We have confirmed that the tag 1.0 has been resolved in the image stream as we can see the image hash as well as pull spec defined (previously if we had an invalid image name / tag, the image hash and pull spec will not be populated after creating the image stream).
This issue only happens when the memory of the integrated docker-registry memory is near the docker-registry pod's memory limit.
Re-deploying the docker-registry pod resolves the issue.
1. Memory on the docker-registry pod reaches the limit in a day or two which depends on the number of pods deployed in that day. More pod deployments can bring down the memory even earlier.
2. The memory used up will never be freed unless a restart is done.
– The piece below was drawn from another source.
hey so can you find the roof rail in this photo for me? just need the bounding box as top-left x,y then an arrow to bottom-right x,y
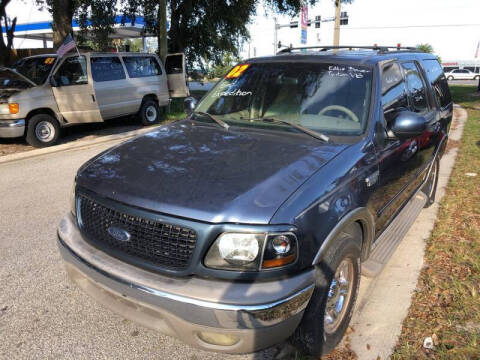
277,45 -> 418,54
Version-Release number of selected component (if applicable):
Steps to Reproduce:
Actual results: Fails when registry pod memory limit reaches in 1 or 2 days
Expected results: should not have an issue with deployments in such a short span.
That's right. Restarting the docker-registry pod (and essentially flushing the memory) resolves the issue, without having to rebuild the image OR recreate the image stream either.